Der Vorsitzende rief mich kurz danach um ca. 6:30 Uhr an. "Ich habe es getötet", sagte er. "Ich wette, es war ziemlich weit gekommen, aber ich sagte Lear, dass es überhaupt keinen Sinn ergibt, und er stimmte ohne viel Argument zu. Wir sind eine großartige Firma. Unser Hauptsitz sollte hier in der größten Stadt der Welt sein. "

"Danke, Ralph", sagte ich.

"Vielleicht sollten Sie lieber ein Memo ausstellen, in dem Sie sagen, was hier los ist", sagte der Vorsitzende.

"Und was ist hier eigentlich los?" Ich sagte.
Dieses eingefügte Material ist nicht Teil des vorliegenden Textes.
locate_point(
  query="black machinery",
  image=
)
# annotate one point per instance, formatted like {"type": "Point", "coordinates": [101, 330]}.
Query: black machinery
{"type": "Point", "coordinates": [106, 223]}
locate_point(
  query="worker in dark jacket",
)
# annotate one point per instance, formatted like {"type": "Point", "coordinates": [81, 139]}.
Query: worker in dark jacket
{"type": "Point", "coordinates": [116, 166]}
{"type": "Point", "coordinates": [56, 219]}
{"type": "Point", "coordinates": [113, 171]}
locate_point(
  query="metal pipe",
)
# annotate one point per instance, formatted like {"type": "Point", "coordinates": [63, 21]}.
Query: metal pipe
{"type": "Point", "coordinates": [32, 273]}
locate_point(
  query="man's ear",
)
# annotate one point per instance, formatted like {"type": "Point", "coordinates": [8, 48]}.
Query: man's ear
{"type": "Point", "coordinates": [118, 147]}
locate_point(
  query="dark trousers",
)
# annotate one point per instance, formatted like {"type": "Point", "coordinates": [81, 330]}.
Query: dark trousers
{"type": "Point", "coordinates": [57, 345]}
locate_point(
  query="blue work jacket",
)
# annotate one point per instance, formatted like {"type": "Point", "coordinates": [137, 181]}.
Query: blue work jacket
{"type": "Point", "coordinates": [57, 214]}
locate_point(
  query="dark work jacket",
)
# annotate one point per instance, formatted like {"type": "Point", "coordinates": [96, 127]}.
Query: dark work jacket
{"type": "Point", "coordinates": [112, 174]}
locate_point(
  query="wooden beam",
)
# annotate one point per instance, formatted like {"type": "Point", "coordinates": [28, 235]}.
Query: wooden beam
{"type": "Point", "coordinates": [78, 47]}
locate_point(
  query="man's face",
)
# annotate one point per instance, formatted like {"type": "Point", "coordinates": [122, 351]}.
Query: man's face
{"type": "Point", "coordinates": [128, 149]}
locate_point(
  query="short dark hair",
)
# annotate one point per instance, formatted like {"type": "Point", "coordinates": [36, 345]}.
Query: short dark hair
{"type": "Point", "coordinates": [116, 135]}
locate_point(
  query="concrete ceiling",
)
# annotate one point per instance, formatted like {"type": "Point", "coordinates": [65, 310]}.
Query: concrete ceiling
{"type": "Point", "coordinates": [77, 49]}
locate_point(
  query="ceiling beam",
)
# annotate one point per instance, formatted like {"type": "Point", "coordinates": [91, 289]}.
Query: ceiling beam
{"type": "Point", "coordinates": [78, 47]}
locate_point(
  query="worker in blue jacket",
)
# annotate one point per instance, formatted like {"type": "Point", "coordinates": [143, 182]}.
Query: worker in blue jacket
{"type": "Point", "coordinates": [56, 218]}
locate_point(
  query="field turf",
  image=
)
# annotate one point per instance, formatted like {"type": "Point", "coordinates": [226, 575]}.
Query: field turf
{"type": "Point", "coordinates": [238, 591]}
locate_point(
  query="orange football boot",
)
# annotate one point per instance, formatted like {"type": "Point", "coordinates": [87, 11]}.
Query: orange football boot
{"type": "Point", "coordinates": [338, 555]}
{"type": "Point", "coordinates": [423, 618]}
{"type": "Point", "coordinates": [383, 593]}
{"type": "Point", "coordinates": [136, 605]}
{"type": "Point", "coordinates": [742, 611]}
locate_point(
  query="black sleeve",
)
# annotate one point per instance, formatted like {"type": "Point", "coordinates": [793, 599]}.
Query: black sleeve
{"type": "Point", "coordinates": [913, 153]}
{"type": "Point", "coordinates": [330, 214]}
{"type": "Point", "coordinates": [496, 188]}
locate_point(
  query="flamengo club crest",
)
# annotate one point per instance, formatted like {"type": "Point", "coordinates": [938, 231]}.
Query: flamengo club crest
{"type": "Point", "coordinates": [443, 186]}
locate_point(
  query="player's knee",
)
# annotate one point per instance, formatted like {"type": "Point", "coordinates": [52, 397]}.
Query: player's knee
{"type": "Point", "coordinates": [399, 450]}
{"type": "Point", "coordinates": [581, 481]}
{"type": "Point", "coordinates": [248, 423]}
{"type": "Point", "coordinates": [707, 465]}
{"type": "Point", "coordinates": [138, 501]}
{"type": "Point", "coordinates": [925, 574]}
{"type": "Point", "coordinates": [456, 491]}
"Wir stellen Foodarama für unser hauseigenes Catering an. Edna wird für sie arbeiten."

"Und das ist es?"

"Ja", sagte der Vorsitzende, jetzt verärgert darüber, dass er gezwungen wurde, sich mehr als fünf Minuten um eine Angelegenheit zu kümmern. "Was sollte es sonst noch geben?"

"Die Pflanzendame?"

"Was ist mit der verdammten Pflanzendame?"

"Nichts", sagte ich und legte auf.

Ich setzte mich und schrieb das Memo. Dann lehnte ich mich in meinem festen, aber bequemen Ledersessel zurück. In meinem Kopf nahm eine Theorie Gestalt an - was möglicherweise passiert war und wie nahe wir an die totale Hirnfrostung gekommen waren, aufgrund der Art und Weise, wie sich Informationen innerhalb einer großen Organisation bewegen, ihre Form verändern, Haare sprießen lassen und groteske Anhängsel bilden, bis sie es sind selbst für diejenigen, die es erst geboren haben, nicht wiederzuerkennen.

Ich habe auf meine Uhr geschaut.Es war das Ende eines weiteren produktiven Tages in Amerika. Ich zog meinen Mantel an, machte die Lichter aus und ging zur Tür. Mein Telefon klingelte.

Weißt du was? Ich habe mir nicht die Mühe gemacht, darauf zu antworten. Manchmal ist keine Neuigkeit eine große Verbesserung gegenüber der Alternative.